Au regard du droit ivoirien, le commerce du gland du clitoris est « un trafic d’organes » et un « recel » punissable, comme l’excision, de plusieurs années de prison et d’amendes, souligne l’avocate Me Marie Laurence Didier Zézé.
La préfecture de police basée à Odienné, qui couvre cinq régions du nord-ouest ivoirien, indique n’avoir jamais poursuivi personne pour un tel trafic.
« Le clitoris ne peut pas donner de pouvoirs », balaye la gynécologue Jacqueline Chanine basée à Abidjan, « c’est farfelu ».
La pratique se retrouve pourtant dans plusieurs régions, témoignent des chercheurs.
Mercredi, le ministère a rappelé dans un courrier à l’AFP qu’à ce jour « aucun dossier officiel de la gendarmerie ou de la police nationale n’a été ouvert en Côte d’Ivoire sur un prétendu trafic d’organes excisés », assurant qu’il n’y a « pas de preuve tangible d’un marché de vente de clitoris excisés ».
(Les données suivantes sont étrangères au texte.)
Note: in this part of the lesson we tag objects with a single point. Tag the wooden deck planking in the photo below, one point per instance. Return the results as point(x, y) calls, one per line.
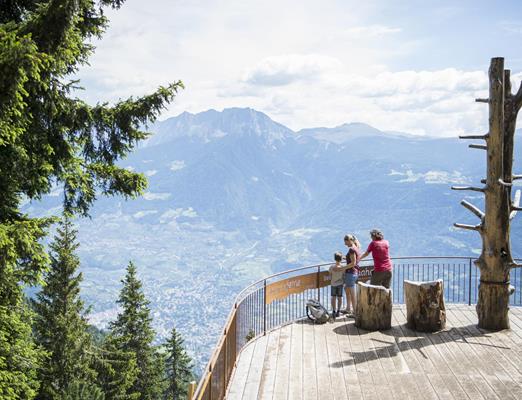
point(351, 378)
point(309, 363)
point(339, 361)
point(240, 373)
point(295, 386)
point(335, 362)
point(283, 364)
point(256, 369)
point(324, 388)
point(488, 367)
point(267, 384)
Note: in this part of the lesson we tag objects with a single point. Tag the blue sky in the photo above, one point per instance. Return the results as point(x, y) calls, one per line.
point(413, 66)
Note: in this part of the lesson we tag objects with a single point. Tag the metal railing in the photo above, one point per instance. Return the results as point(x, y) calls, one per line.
point(281, 298)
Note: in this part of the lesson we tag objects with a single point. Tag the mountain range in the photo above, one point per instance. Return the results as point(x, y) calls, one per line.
point(234, 196)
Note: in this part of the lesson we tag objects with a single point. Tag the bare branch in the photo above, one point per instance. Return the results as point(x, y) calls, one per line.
point(517, 99)
point(478, 146)
point(515, 205)
point(469, 227)
point(475, 210)
point(472, 188)
point(505, 184)
point(484, 137)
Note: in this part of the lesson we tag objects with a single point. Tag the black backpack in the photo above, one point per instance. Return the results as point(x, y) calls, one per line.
point(316, 312)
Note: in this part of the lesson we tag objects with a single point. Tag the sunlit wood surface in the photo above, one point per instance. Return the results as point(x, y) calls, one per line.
point(339, 361)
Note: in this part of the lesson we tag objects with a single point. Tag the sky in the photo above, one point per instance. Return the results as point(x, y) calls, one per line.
point(399, 65)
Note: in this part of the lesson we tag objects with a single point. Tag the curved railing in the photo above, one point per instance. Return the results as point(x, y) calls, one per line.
point(280, 299)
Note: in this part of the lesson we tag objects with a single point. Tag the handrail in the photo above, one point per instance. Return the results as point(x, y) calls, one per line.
point(247, 301)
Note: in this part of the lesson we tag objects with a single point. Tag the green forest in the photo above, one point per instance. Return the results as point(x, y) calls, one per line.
point(49, 137)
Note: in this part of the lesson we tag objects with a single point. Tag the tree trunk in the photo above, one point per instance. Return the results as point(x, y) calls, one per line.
point(425, 308)
point(374, 307)
point(494, 262)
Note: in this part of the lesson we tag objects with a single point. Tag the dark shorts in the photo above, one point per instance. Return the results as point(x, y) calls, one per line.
point(350, 280)
point(336, 291)
point(381, 278)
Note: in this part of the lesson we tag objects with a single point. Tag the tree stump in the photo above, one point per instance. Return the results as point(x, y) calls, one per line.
point(425, 305)
point(374, 307)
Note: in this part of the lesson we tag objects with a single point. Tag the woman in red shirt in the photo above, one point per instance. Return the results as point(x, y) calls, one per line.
point(382, 265)
point(352, 272)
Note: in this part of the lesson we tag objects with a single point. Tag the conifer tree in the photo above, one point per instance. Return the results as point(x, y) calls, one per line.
point(49, 136)
point(134, 332)
point(117, 370)
point(178, 368)
point(61, 325)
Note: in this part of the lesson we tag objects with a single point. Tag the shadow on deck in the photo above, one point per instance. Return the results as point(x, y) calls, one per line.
point(339, 361)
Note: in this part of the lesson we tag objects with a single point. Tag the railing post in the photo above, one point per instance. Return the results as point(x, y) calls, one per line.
point(318, 283)
point(469, 284)
point(264, 307)
point(192, 388)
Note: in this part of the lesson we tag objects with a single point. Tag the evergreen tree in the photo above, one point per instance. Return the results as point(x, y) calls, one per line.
point(61, 325)
point(48, 136)
point(178, 368)
point(134, 331)
point(117, 370)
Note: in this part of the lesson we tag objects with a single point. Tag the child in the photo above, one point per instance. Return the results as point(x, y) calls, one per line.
point(337, 282)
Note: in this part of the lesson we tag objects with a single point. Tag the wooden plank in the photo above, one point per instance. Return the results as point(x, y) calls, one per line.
point(485, 366)
point(335, 363)
point(324, 383)
point(379, 378)
point(505, 370)
point(412, 370)
point(283, 363)
point(266, 386)
point(396, 370)
point(309, 362)
point(295, 384)
point(351, 378)
point(240, 374)
point(256, 368)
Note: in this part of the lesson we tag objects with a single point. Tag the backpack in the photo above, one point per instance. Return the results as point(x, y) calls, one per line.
point(316, 312)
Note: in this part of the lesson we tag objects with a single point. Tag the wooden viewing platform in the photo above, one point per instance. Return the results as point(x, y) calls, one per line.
point(339, 361)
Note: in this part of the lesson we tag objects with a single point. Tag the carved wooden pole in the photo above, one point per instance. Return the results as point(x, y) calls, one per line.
point(495, 260)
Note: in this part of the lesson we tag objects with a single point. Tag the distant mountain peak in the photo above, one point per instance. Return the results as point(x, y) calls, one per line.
point(213, 125)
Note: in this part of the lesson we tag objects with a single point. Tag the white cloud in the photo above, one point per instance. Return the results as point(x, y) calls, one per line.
point(286, 69)
point(431, 177)
point(302, 62)
point(141, 214)
point(156, 196)
point(371, 31)
point(172, 214)
point(177, 165)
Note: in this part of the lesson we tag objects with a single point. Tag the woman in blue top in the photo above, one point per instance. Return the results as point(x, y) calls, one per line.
point(352, 272)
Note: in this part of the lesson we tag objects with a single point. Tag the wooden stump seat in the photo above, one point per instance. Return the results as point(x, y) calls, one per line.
point(425, 305)
point(374, 307)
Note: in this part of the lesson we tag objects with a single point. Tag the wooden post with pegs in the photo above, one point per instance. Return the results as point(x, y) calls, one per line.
point(496, 261)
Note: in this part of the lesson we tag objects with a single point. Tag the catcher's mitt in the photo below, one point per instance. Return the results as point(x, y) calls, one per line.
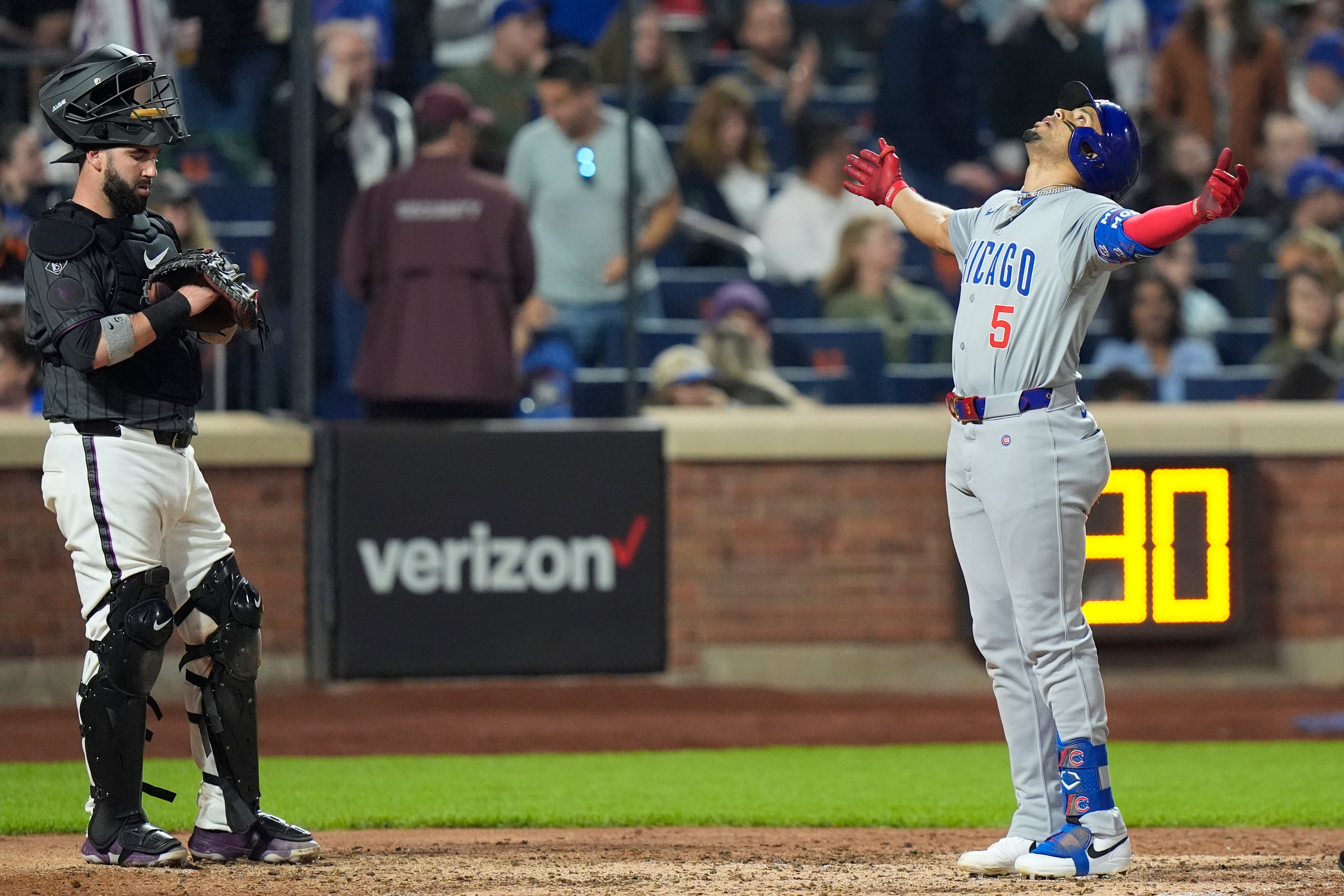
point(237, 304)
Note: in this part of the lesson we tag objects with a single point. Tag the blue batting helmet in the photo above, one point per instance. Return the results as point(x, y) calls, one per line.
point(1108, 162)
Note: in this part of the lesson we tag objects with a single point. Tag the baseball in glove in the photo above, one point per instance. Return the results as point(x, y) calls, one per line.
point(237, 306)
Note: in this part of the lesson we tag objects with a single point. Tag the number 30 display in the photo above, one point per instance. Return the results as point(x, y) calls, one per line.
point(1147, 542)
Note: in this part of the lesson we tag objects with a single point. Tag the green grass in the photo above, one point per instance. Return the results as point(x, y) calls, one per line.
point(906, 786)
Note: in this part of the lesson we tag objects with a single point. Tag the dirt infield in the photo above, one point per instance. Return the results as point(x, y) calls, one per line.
point(691, 862)
point(588, 715)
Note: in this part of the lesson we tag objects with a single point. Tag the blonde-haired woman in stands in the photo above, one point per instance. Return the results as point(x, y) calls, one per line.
point(724, 167)
point(865, 284)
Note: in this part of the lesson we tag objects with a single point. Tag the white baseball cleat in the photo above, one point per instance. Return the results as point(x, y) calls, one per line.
point(996, 860)
point(1074, 852)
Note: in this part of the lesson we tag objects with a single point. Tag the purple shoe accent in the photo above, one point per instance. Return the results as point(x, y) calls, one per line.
point(96, 856)
point(225, 845)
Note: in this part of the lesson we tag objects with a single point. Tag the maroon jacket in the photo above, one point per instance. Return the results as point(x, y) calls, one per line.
point(443, 257)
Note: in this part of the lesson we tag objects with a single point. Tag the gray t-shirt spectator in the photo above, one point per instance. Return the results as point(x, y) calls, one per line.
point(579, 224)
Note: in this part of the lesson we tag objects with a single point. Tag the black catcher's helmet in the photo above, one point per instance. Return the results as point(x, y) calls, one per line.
point(112, 97)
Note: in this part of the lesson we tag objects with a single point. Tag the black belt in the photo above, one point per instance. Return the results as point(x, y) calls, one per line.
point(110, 428)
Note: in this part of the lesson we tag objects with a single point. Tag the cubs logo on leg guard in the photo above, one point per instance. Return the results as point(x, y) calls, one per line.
point(112, 722)
point(229, 696)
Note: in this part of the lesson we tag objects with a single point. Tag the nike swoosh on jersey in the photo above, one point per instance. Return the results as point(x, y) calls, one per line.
point(1093, 854)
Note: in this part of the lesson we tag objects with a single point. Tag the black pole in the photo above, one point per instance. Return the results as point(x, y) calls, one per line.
point(303, 210)
point(632, 250)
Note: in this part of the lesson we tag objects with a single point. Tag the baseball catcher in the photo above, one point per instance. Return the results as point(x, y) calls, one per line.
point(117, 312)
point(1026, 459)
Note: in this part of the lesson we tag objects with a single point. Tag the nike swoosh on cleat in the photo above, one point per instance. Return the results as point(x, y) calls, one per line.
point(1093, 854)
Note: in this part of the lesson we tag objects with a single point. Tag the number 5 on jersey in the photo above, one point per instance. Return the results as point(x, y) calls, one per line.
point(1001, 330)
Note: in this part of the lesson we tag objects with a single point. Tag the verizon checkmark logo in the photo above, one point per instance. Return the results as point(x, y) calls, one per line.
point(491, 563)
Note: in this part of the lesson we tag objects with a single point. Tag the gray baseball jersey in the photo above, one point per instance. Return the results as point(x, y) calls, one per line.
point(1019, 487)
point(1031, 279)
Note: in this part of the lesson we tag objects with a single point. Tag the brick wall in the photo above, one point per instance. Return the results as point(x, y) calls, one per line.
point(40, 609)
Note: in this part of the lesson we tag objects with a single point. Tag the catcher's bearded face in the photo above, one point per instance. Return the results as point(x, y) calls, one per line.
point(128, 178)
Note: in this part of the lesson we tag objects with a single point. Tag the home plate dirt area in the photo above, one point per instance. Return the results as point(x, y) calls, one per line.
point(695, 862)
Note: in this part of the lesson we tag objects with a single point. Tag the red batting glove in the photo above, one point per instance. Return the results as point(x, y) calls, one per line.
point(877, 175)
point(1224, 193)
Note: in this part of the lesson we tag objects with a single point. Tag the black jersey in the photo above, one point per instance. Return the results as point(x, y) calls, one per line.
point(81, 269)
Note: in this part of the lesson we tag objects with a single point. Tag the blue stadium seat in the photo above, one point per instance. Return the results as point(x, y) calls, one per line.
point(1242, 342)
point(1232, 383)
point(917, 383)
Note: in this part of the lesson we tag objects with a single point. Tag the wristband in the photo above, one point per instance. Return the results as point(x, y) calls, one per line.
point(169, 315)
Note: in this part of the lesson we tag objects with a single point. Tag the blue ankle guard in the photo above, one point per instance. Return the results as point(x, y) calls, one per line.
point(1085, 776)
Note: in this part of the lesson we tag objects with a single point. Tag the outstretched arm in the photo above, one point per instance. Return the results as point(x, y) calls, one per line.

Il précise également que la Côte d’Ivoire a mis en place un « dispositif d’alerte précoce ainsi qu’un réseau de 1.673 leaders communautaires pour prévenir et éradiquer les MGF » (mutilations génitales féminines).
Survivance
Ce commerce est « une des raisons de la survivance des mutilations génitales féminines » en Côte d’Ivoire, dénonce la fondation Djigui comme l’Onef, ONG de lutte pour l’amélioration des conditions de vie des femmes depuis les années 1990.
Le taux de prévalence de l’excision a baissé dans le pays depuis son interdiction et reste en deçà de la moyenne ouest-africaine (28%), selon l’OCDE (Organisation de coopération et de développement économiques).
Mais une Ivoirienne sur cinq affirme encore avoir subi des mutilations génitales et dans certaines régions du nord, le taux peut dépasser 50%.
Dans les lieux où était appelé l’ancien féticheur Moussa, jusqu’à « 30 femmes » étaient excisées en une journée, assure-t-il. La période de janvier à mars est privilégiée, quand l’harmattan chaud et sec permet une meilleure cicatrisation, précise-t-il.
A Touba, les agents du seul centre social de la région constatent que l’excision se poursuit clandestinement et reste difficile à évaluer.
Elle se cache derrière des fêtes traditionnelles sans lien apparent, disent-ils, évoquant la venue d’exciseuses de la Guinée voisine, située à quelques kilomètres et où le taux d’excision dépasse les 90%.